Irrationally, he stuffed his slippers into the lavatory. He savagely abused a teddy bear. For Barbara, the occasional gin was not enough and she put him in respite care. Extra drugs, given without her authority, robbed her husband of the ability to walk. Why should she not occasionally wish he could die? No wonder she became an outraged campaigner for carers whose goodwill is exploited.
There was little dignity for Malcolm in his last weeks, and I wished I was not witnessing such suffering. But this was not because the camera was intrusive. Rather, it was a tearful, painful privilege to be at this bedside. Catharsis came when Barbara was able to affirm, “Death isn’t the end, because love goes on” — qualified by the thought that we must not expect life to be fair.

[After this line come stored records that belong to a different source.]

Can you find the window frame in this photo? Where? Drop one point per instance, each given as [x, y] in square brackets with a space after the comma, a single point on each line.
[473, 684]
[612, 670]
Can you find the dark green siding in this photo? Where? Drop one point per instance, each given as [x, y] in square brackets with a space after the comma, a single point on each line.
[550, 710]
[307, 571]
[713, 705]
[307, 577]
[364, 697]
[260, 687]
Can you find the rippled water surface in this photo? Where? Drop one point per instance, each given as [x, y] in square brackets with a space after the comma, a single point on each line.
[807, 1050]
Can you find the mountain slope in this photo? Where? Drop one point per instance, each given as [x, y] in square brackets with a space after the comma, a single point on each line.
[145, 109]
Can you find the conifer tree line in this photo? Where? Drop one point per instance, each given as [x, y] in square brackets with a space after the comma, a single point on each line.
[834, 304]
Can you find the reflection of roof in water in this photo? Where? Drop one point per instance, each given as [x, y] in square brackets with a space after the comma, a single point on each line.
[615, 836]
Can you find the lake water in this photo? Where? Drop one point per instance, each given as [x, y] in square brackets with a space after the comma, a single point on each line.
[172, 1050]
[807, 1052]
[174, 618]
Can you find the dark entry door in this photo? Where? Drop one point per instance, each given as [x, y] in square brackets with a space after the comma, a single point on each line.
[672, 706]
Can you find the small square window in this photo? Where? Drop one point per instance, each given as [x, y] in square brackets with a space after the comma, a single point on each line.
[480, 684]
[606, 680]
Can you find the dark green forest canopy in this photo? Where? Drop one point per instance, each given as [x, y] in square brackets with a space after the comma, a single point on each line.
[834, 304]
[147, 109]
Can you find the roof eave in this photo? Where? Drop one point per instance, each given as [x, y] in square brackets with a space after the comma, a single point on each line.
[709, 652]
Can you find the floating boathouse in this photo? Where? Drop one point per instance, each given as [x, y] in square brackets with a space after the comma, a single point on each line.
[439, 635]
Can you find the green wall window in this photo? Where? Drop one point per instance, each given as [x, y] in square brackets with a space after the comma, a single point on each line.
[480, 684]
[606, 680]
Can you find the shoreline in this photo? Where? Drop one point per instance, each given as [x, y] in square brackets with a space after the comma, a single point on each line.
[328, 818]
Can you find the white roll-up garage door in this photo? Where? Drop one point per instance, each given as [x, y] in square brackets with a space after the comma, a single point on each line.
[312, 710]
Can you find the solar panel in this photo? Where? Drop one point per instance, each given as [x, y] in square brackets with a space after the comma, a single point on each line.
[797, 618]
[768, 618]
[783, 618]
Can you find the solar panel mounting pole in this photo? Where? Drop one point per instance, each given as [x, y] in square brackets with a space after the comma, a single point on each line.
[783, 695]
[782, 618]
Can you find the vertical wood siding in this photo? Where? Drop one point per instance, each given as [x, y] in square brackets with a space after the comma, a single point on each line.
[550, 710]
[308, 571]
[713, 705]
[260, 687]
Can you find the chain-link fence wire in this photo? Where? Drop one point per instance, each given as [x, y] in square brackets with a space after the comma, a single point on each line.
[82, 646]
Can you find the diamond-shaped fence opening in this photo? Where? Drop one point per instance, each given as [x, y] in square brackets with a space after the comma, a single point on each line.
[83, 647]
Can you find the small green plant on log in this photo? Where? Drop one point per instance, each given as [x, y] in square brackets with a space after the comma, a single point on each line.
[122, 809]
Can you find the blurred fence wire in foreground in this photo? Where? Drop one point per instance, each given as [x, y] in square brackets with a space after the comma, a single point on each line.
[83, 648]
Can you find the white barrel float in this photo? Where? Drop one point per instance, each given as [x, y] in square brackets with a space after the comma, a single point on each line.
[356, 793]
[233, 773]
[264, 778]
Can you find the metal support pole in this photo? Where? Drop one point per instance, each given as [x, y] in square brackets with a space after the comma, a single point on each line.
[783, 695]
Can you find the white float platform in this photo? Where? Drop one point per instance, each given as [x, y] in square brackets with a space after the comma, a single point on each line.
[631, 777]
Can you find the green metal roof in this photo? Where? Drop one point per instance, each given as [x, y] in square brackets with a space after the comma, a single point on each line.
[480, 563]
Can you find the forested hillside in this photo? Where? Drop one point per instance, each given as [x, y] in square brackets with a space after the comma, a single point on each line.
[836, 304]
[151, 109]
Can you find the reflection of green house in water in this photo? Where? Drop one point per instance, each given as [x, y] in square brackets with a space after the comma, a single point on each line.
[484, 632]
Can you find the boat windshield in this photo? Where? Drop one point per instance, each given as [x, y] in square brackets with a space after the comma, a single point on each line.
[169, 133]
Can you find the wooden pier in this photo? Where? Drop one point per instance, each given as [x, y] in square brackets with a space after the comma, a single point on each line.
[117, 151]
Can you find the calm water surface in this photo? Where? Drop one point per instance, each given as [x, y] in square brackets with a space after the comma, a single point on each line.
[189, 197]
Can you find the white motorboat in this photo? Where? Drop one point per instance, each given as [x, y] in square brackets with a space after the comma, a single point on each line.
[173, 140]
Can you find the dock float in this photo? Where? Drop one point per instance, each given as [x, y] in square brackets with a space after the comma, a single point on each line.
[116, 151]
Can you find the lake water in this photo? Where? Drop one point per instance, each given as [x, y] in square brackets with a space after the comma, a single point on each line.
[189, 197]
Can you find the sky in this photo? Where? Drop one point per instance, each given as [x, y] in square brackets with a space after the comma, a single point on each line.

Mr Watson has, it seems, sacrificed much of his personal life for his art. He spent, I suspect, many more hours on this documentary than less committed directors might have done. The result was a programme to shame those content to commission such lazy films as Britain’s Favourite View (ITV, Sunday). In this, four celebrities introduced pretty pictures of various locations. We were then asked to vote for the best. Why this should fill peak-time television really does merit an enquiry.